Ma i conti non sono ancora chiusi. Le cifre sono spaventose, però approssimative. Si cercano con abnegazione tracce dei condannati a morte e all’oblio, per la cinica paranoia e l’ottusa violenza di uomini politici e gerarchie militari assetate di sangue innocente e potere effimero, dissoltosi ingloriosamente con la disfatta bellica alle Isole Malvinas/Falkland.

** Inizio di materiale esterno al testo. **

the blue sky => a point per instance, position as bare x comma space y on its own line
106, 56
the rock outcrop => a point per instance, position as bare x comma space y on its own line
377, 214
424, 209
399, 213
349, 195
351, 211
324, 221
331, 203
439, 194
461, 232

L’Argentina è tutto questo e molto altro. Buenos Aires è la capitale del tango, è la casa di Diego Armando Maradona, il teatro del derby tra gli acerrimi rivali del Boca Juniors e del River Plate. E soprattutto è grande letteratura, da Borges a Cortázar, da Rodolfo Walsh a Roberto Arlt, che esprime un’originale visione della vita, una filosofia tutta sudamericana per non soccombere ai disastri. Gli argentini hanno imparato che non basta sfiorare la vittoria per vincere. Javier Mascherano, indomito centrocampista della Nazionale vice campione del mondo, non appena tornato in patria dopo la sconfitta del Maracana contro i tedeschi, ha detto che la squadra aveva giustamente perso la finale ma l’Argentina avrebbe meritato il successo. Forse, per le sapienti doti di condottiero dimostrate, lo hanno soprannominato “El jefecito” (il piccolo capo).  Senza vittimismi o recriminazioni di sorta, è questa l’immagine moderna di un popolo che vuole risollevarsi, sconfitto ma mai vinto, ferito ma sopravvissuto. Un popolo, che se perde, “rimanda le lacrime a domani”.